Barmy army spark tourist boom
July 10, 2001

It's official, Lions fans are not only good for the team but they are good for the economy and, more particularly, for the brewing industry.

The Australian Hotels Association (AHA) have heaped praise on the travelling army of red shirted Brits that have headed Down Under.

They praise them for their "exemplary behavoiur" (Shurely Shome Mishtake? Ed) and the boom they have brought to the Aussie tourist industry.

The hard working players may not have had much of an opportunity to see the sites or spend long hours down the boozer but the fans certainly have.

So much are bars, hotels, restaurants, airlines and other tourist attractions benefiting from the influx that the AHA say they would like to see more of them - not a sentiment the Wallaby side would subscribe to.

AHA national executive director Richard Mulcahy said: "These are high-spending, high-yielding tourists who are delivering a mid-winter boom to Australia`s tourism industry. Melbourne accommodation hotels enjoyed record occupancies over this last weekend, just as many Brisbane and Canberra properties have over the past week.

"With many older and high-income professionals in the touring parties, our current visitors have proved to be model tourists who are simply out to enjoy themselves in a responsible and sensible manner."

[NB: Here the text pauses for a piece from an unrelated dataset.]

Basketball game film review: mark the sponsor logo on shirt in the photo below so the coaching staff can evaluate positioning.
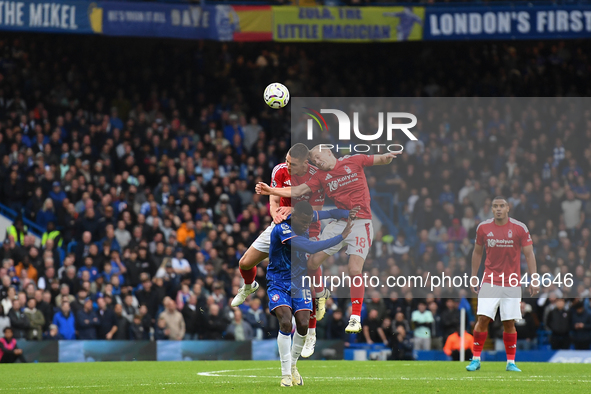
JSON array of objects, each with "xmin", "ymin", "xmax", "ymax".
[{"xmin": 487, "ymin": 239, "xmax": 514, "ymax": 248}]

Sydney, Australia's most cosmopolitan city boasting plenty of 24 hour watering holes, is the next city set to be invaded by the tens of thousands of travelling supporters - watch out, here they come!

One group that have been lucky enough to combine a trip to Australia and take in a few Lions matches has been a 25-strong group of members of the British Parliament.

There have been scurrilous suggestions that the 21-day fact finding mission was something of a junket but Loughborouigh MP and Leicester fan Andy Reed, the Commons' side's stand off, insisted they were working harder than they usually would and had funded part of the cost of the trip, put at £15,000 a head, themselves.

One quick footnote to the above, however. It has been reported that Rob Howley and Richard Hill witnessed an altercation between rival fans in a Melbourne hotel during Pat Rafter's defeat in the Wimbledon's mens' singles yesterday.

A few choice words were heard and insults traded and it all went to show that, despite the rugby and the cricket, now and then the Aussies do lose and with it goes their legendary sense of humour.